Several anglers reported having a hard time dealing with the heat. To make things worse, an overnight rain after the first day deteriorated water quality, many anglers conceded.

While southern and central Illinois teams claimed the top spots overall, Chicago teams dominated on the first day. Fenwick and Marist sat atop the leaderboard, with Fenwick, of Oak Park, catching five bass totaling

16 pounds, 1 ounce. But the Friars caught just two fish the second day and dropped from first to 35th.

Fenwick sophomore Alex Davis was the star, catching all of the fish by himself. The mark topped Marist seniors Nick Engel and Nick Kushnerik by one pound.

According to IHSA officials, Davis set a Day 1 record and came close to matching the one-day record of 16 pounds, 3 ounces set by Illini West weighed on Day 2 of the 2010 finals.

Day 2 was a different ballgame, especially for southern schools.

Highland No. 1 coach Jon Rinderer said that he “was on pins and needles” during the final five weigh-ins, hoping his team’s lead would stick. The Bulldogs had been in sixth place after the first day.

“This is one of the biggest thrills of my life, honestly,” Rinderer said. “The feeling from this is just incredible. There’s so much emotion involved. It’s hard to believe, really.

“We had good fishermen and we found some fish a week before the tournament, so I felt like we had a chance. I think every team here had a chance. There’s so many fish in this lake right now. It doesn’t matter what part of the lake you fish in, there are really nice fish. This lake is incredible right now.”

Rinderer said his team lost two big bass, one over 4 pounds, another over 3 pounds.

“I was afraid those would cost us the tournament,” he said.

Thirty-two teams caught their limit on Day 2, compared to 47 on Day 1. The biggest catch on Day 2 was a 6-pound, 8-ounce bucketmouth landed by Farmington’s Nick Fulton. The Day 1 “Big Fish” honor went to 

DeKalb’s Anthony Kriese, who landed a bass weighing 6 pounds, 14 ounces.

Even teams that finished far down the leader board felt the finals were a good experience. The 56 participating teams earned their way to finals by finishing in the top three of there respective sectional tournaments, which were held April 20 at 19 sites.

A total of 231 teams entered the IHSA series this year.

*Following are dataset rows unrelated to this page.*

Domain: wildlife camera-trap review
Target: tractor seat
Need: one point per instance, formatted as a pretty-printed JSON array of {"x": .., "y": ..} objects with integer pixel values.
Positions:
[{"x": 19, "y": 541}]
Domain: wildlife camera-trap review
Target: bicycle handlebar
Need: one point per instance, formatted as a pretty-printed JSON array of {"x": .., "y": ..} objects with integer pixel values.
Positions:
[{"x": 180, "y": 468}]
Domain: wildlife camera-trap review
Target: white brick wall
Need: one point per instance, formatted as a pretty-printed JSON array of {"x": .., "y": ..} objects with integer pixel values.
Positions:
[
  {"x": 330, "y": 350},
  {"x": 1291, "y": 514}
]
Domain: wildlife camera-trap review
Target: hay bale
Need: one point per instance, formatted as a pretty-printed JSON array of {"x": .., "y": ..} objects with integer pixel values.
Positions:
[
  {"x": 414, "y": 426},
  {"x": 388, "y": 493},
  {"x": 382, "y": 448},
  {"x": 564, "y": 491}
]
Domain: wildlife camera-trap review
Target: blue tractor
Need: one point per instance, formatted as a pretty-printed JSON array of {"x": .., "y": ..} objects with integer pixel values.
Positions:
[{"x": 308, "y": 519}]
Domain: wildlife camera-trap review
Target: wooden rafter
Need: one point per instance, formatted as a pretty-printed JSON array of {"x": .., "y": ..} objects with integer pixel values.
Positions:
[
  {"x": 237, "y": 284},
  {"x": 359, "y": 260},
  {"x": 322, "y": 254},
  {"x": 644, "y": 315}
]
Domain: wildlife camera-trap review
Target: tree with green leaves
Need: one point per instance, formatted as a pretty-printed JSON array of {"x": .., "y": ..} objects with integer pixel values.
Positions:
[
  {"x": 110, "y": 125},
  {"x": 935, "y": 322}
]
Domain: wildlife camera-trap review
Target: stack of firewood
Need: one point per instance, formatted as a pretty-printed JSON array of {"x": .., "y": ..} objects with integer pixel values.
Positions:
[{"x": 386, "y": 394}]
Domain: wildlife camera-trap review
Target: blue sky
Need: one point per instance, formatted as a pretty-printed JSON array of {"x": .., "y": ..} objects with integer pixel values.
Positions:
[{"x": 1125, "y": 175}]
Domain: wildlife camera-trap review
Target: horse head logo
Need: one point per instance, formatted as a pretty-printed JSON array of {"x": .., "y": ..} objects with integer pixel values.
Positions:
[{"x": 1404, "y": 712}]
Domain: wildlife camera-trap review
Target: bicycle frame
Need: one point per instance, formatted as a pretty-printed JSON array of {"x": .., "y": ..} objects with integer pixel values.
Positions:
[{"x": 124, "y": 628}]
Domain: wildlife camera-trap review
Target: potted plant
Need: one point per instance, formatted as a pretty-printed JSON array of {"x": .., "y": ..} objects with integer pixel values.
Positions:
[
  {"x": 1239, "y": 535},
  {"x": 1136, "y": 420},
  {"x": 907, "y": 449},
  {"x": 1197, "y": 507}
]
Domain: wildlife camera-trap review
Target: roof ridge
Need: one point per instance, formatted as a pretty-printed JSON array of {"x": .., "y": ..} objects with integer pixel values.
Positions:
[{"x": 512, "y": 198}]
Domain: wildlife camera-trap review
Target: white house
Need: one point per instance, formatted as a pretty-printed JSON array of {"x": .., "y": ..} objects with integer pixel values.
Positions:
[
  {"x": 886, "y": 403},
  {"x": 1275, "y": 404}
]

“Overall it was a great experience and we all had a great time fishing,” Andy Jackson, coach of Seneca, which finished 34th,  said. “I am proud of our students and the way they fished at the state finals.”

One interesting aside to this year’s finals was the performance by Hinsdale Central senior Nicole Mara. Mara hooked a 5-pound, 9-ounce bass on Day 1 to become the female “Big Fish” record holder at the finals.

And that was not all. Mara also caught all five keepers for Hinsdale Central on Day 1, putting her team in 10th place.